Arrive l’adolescence. À ce moment, chacun des deux parents a son rôle, très classique, bien défini : le père est chargé de la sévérité et on l’aime et l’admire pour ça ; la mère, presque toujours en couches et presque sans relevailles et qui finira par en mourir, se charge de l’indulgence. Doña Beatriz vit presque constamment allongée et dans les moments où sa fatigue lui en laisse la force, elle lit, elle lit beaucoup et elle laisse traîner ses livres. Ce ne sont pas forcément des livres de piété. Ce sont même souvent des livres de chevalerie. Oh! tout à fait conformes à la morale banale que Thérèse commence à abhorrer, mais d’être lus comme ils le sont (en cachette effrayée du père, avec la complicité honteuse de la mère, déjà aux frontières de l’interdit) les récits du preux chevalier, toujours en proie à l’adversité, à la lisière de la défaite définitive et y trouvant une souffrance suave, changent de sens. L’adolescente y lit ce qu’elle leur apporte, le plaisir douloureux de l’excès, l’approche outrancière de l’exact moment où, transporté de joie et de souffrance, le héros terrasse enfin le monde.

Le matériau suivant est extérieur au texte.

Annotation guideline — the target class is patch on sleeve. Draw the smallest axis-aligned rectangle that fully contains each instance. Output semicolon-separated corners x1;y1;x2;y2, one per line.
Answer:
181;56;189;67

Transfigurée par ses lectures, Thérèse se sait jolie fille ou comme elle dira d’elle trente-cinq ans plus tard – et trop conventionnellement pour qu’elle puisse se croire honnête – plutôt bien dotée en charmes par la Providence. Elle est surtout piquante, aussi libre d’esprit que de corps, elle est visiblement le pôle (toujours un peu décentré) d’une bande de jeunes gens de la bonne société castillane, beaucoup de cousins (un peu plus âgés qu’elle pour certains), quelques cousines ou quelques voisines, alternativement captivés par la petite qui rejoue avec eux ses livres de chevalerie et quelque peu surpris par les moments, toujours inattendus, où elle les envoie bouler, elle-même déjà ailleurs.

Ces jeux adolescents – auxquels se mêlent, sous le prétexte de les surveiller, telle ou telle amie de la famille – multiplient les occasions, recherchées, de faire les regards, les mains, les lèvres se frôler dans une ambiance d’autant plus rieuse qu’elle est plus trouble ou du moins troublante. Et la Thérèse de l’autobiographie éprouve, malgré le temps écoulé, la nécessité de préciser que le secours de la sainte grâce lui permit d’éviter le péché mortel.